Honouring the animals, caring for them and killing them in the most humane way possible, and even crying over them was all part of compassionate farming.
Four years later, Sharon is used to the tears and letting go of animals she has become attached to. And eating the beef and pork from those animals is part of the process.
Sharon tells the story of slaughtering their first steer named Waif, so named because he was orphaned.
“It was life-changing,” she said.
“When the slaughterman came, he gave us instructions not to feed Waif the night before. When Waif was let into the paddock, he was hungry and keen to eat. Waif was eating and when he looked up, satisfied from eating, the slaughterman shot Waif in the head.”
Sharon reckons Waif died with a smile on his face.
“He’d had a beautiful life in the paddock with the other cows. His coat was gleaming and he was happy,” Sharon said.
Graham and Sharon got two steaks from Waif.
“I felt wonderful eating that meat, Waif had the best possible life and best possible death,” she said.
Four years ago, the couple found the property after looking at 40 different farms in the Northern Rivers.
They were tired of looking and were keen on a place closer to Nimbin.
Peacock Creek was their Friday house (the last one to look at that week). They were living near the Glasshouse Mountains in Queensland and had a market garden business and were running out of space.
The 17ha Peacock Creek property didn’t have a fancy house, the fences were in a state of disrepair and the place seemed like an unlikely choice for them.
When the real estate agent showed them around, Sharon peeled off and walked up the back of the property to one of the hills with a “spectacular view’.
She stood beneath a tree they now call the Tree of Hope.
“I stood there. I couldn’t breathe.

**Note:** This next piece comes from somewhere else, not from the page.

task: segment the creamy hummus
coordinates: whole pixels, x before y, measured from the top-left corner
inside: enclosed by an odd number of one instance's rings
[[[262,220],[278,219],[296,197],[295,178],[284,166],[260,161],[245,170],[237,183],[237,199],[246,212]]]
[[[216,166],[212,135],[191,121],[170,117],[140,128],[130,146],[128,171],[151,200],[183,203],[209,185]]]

Tears came, it was so beautiful,” Sharon said.
“I’ve come home,” was her overwhelming feeling at that moment.
When she walked down the hill, she tried to hide her strong feelings so Graham could make up his own mind.
“What do you think?,” she asked her husband.

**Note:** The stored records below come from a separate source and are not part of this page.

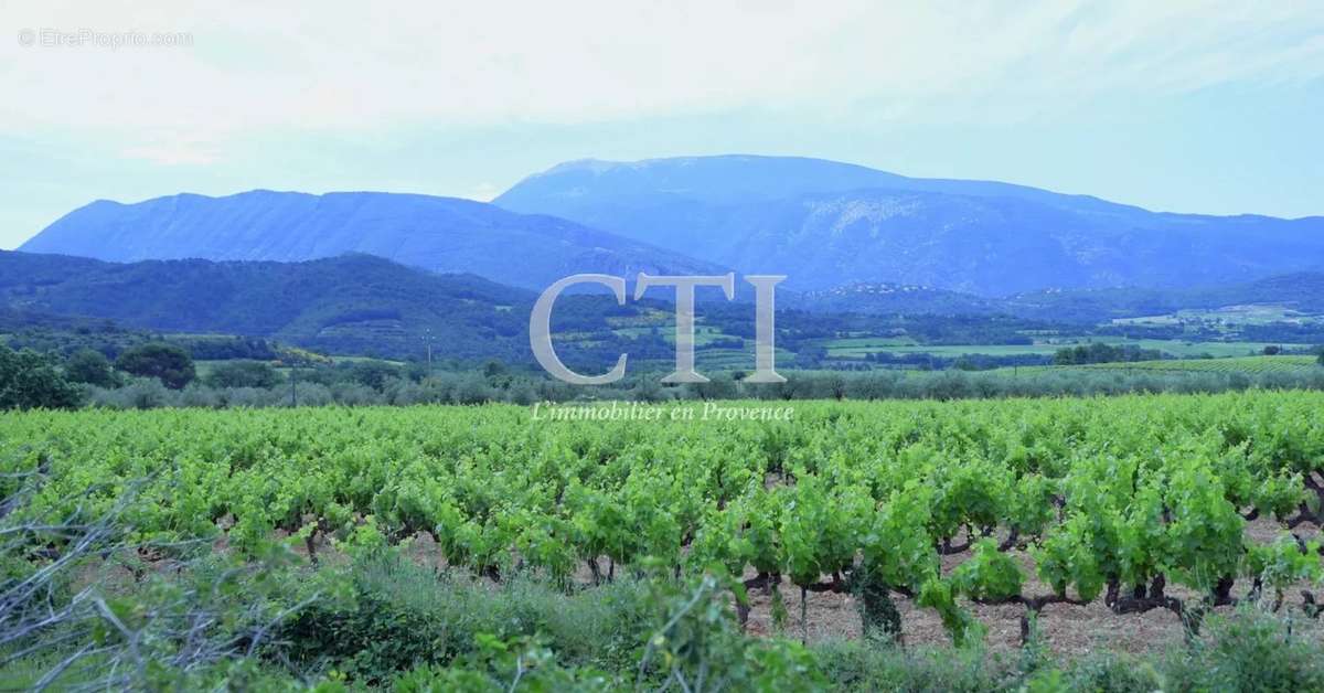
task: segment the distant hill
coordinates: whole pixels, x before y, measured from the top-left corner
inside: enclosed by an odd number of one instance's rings
[[[1196,289],[1094,289],[1034,292],[1008,297],[1004,310],[1022,317],[1071,322],[1162,315],[1189,309],[1272,303],[1324,313],[1324,273],[1296,272],[1246,284]]]
[[[986,298],[929,286],[851,284],[788,293],[781,305],[817,313],[993,315],[1099,323],[1189,309],[1278,305],[1324,314],[1324,273],[1298,272],[1246,284],[1196,289],[1071,289]]]
[[[528,359],[534,294],[364,254],[307,262],[114,264],[0,252],[0,314],[275,338],[335,354]],[[46,321],[49,322],[49,321]]]
[[[453,197],[252,191],[75,209],[20,250],[139,260],[302,261],[348,252],[543,289],[573,273],[711,274],[707,262],[542,215]]]
[[[494,200],[602,228],[788,289],[923,285],[985,297],[1185,289],[1324,269],[1324,217],[1156,213],[978,180],[821,159],[572,162]]]
[[[960,292],[902,284],[851,284],[822,292],[788,294],[779,303],[817,313],[989,315],[1008,313],[1006,303]]]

“There’s a lot to do,” he said.
“What do you think?” she asked again.
“I love it,” Graham said.
The first task was to get an organic and biodynamic certificate which meant replenishing the minerals in the soil. It took four years to get that certificate.

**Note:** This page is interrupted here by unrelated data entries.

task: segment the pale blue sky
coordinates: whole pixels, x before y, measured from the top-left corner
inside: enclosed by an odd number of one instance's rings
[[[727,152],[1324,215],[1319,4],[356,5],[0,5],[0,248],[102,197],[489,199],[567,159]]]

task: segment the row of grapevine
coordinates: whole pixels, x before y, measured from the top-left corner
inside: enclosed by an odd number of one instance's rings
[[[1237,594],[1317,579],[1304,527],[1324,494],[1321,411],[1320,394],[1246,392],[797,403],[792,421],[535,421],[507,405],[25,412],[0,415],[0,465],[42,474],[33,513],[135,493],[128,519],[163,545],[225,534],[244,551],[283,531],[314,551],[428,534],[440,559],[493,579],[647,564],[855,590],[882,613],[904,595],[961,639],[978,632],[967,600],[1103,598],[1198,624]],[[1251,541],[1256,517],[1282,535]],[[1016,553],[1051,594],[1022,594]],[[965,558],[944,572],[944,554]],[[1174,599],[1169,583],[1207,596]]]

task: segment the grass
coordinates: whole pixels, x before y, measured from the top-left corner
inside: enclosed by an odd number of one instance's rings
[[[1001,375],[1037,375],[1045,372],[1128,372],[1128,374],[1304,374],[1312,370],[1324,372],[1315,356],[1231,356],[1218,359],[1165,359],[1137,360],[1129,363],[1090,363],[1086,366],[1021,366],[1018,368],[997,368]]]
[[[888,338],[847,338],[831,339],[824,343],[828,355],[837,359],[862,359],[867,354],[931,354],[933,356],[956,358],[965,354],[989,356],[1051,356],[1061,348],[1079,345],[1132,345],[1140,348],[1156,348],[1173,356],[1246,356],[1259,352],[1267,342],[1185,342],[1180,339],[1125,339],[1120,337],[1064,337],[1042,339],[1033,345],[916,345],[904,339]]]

They supplement the cows’ diet with biochar feed from Mara Seeds.
When the carbon in the soil was recently tested it came back with 28% more carbon in it than four years ago, Sharon said.
With the high demand for organic pork, and not many farmers supplying it, Graham and Sharon have a niche market.
In 2019, during the months of bushfires at Tabulam, Graham was rushed to hospital with a mystery illness that caused internal bleeding.
It was a tense time for them both. Graham will be on medication for the rest of his life but it has made them appreciate what they have.
Happy animals, tasty meat and each other – in a nutshell.